It’s been way too long since I’ve had the time to sit down and write a blog. I’ve had a very busy few months, eh…well, I’ve been very busy standing still.
Standing (or sitting) still is something that non-birders expect of people like me. How many times have I heard the phrase…’you watch birds…oh, you must have great patience’? One girl I worked with many years ago wondered if I climbed up a tree and sat there all day watching birds? I kid you not…this was her actual perception of what birdwatchers did.

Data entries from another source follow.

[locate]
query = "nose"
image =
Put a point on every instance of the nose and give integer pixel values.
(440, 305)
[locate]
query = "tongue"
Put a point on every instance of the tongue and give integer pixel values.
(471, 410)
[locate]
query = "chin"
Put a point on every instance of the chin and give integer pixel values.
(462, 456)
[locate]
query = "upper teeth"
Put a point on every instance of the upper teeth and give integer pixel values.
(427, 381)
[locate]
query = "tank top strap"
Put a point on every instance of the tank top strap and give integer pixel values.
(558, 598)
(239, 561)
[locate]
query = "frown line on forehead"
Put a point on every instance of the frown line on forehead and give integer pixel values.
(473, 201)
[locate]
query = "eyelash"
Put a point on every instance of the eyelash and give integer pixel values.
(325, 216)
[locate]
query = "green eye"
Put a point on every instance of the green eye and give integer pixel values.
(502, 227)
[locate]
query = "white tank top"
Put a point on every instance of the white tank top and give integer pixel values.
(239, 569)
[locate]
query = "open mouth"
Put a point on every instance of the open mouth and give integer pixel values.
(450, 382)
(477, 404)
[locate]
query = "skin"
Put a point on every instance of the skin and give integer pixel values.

Birders don’t sit still unless they’re seawatching. Otherwise, they’re tromping across wetlands, flogging headlands in autumn for migrants or risking their lives out to sea on pelagics in search of rare petrels and shearwaters (how many birders have you met who have worn a life jacket on a pelagic?). This is what birders do and I am no different.
Even if on the rare occasion I sit in a hide to either watch or photograph birds, my patience is short-lived. I get fidgety inside a hide. The images might be worth it but I could never see myself sitting in a hide for ten hours to catch that once -in-a lifetime image.
However, for the past number of months I have been doing a wide variety of bird survey work and many of it requires me to sit or stand still in one place for hours. It is a relatively new discipline for me. When I started this kind of work some time back, I wondered if I could possibly survive just being in one place and watching over an area to document what I see or hear? Scanning through thousands of Dunlin is more my kind of thing.
I have to admit it took me a while to adjust to this mindfulness style of birding…being in one place and taking in what was around me. The trouble was that, it seemed at first, that was not much around me at all. However, slowly but surely it dawned on me that this standing still lark wasn’t as bad as it first seemed. I began to enjoy some common birds just going about their business around me. Meadow Pipits displaying over territories or Crossbills going over in small groups.
As spring got going warblers arrived and I delighted in watching Chiffchaffs and Willow Warblers. This year I’ve probably had the best views of Whitethroats I’ve ever had in Ireland. These special moments with birds like this began to resonate with me. It was like going back to my early days and seeing these birds anew. I found myself looking forward to getting into position and, while scanning constantly for my intended target species, also indulging in everything else around me…birds, butterflies and mammals (I have even seen three Pine Martens this year compared to the three I have seen during my previous 40+ years in the field).
However, as I reflect over the past few months of my new-found standing still life, one highlight stands out for me more than all the rest. It was a miserable, cold day in early May. Strong north-easterly winds were blowing across the open, scrubby bog I was hunkered down in. It was lashing rain and the occasional deluge of hail was adding to the misery of the morning.
There was not a bird to be seen. No bird in its right mind would put its beak out in this weather…or so I thought. As I sat there, I became aware of a movement in the nearby bushes…a bird was moving slowly through the dense undergrowth. I lifted my bins…a Gropper (Grasshopper Warbler). I hardly took a breath as it emerged from the bush and, with barely a glance at me, went about searching for food.
I sat in that area for hours that morning and throughout that whole time, this wonderful little warbler fed around me. It seemed like it was just the two of us who were mad enough to be out in this remote bog on such a wet day. It was like time itself stood still. I was unaware of the cold or the rain. I was just sharing this small space on this remote bog with this warbler and it was great.
'They' say that time waits for no man but I have learned that standing still sometimes helps time to slow down just enough to allow me appreciate what I have around me now, more than ever.
Perhaps as we are all so busy in our lives these days, we need to stand still a little more often?